養生七不可 杉田玄白
昨日非不可恨悔
きのうは過ぎぬ。たとえ少しの過ちにても改めがたきは勿論なり。
(昨日の失敗をぐずぐず考えるてもしかたがない)
明非是不可慮念
明日はしられず。およそ成ると成らざるは賢愚によらず予め知るるものなり。
(明日何が起こるかなんて誰にもわからない)
飲与食不可過度
飲と食の二つはその品を賞しその味を楽しむためにあらず。ただこれをもって一身を養うために飲み食うものなり。

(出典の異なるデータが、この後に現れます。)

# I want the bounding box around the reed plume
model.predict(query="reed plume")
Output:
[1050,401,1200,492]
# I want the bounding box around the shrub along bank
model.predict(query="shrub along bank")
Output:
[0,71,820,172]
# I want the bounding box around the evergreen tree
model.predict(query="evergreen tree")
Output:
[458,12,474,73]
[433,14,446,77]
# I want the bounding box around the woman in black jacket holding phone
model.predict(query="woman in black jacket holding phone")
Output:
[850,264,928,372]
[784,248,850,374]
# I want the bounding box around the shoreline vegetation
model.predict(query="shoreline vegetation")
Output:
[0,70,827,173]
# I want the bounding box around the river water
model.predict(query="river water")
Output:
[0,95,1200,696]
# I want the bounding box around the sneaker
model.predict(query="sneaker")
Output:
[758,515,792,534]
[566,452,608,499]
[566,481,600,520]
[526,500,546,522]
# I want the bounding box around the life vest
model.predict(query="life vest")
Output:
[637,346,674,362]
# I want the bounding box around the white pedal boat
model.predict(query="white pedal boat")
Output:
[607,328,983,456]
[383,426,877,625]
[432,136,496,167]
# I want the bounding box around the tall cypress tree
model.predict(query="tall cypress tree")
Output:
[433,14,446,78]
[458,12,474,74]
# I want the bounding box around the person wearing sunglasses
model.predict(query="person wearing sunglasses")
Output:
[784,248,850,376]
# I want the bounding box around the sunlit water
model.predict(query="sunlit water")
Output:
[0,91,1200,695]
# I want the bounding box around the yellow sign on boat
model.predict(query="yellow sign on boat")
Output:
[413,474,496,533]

(飲み食いは生きるため、美味いかどうかよりまず栄養をとることが先決)
非正物不可苟食
食は五味の調和を賞すといえども、食に対して品数多く交え食うべからず。
(いろんなものを一緒に食べるより、新鮮なものを品数少なく食べよう)
無事時不可服薬
薬物は効力あるものゆえ、法にたがう時はかえって害あるものなり。
(みだりに薬を飲まないよう、ほとんどの病気は薬を飲まなくても快復する)
頼壮実不可過房
人の精水は生涯その量の定まりたるものにはあらず。一気の感動により霊液となして射出するものなり。かくあるものを濫りに費やすことは生命を損することである。
(房事が過ぎると精力が減退し生命が危うくなることもあるのでご注意を)
勤動作不可好安
血液は飲食化して成り、一身を周流し、昼夜に止らざること河水の止らざるが如し。これによって生涯を保つこと衆人に異議なし。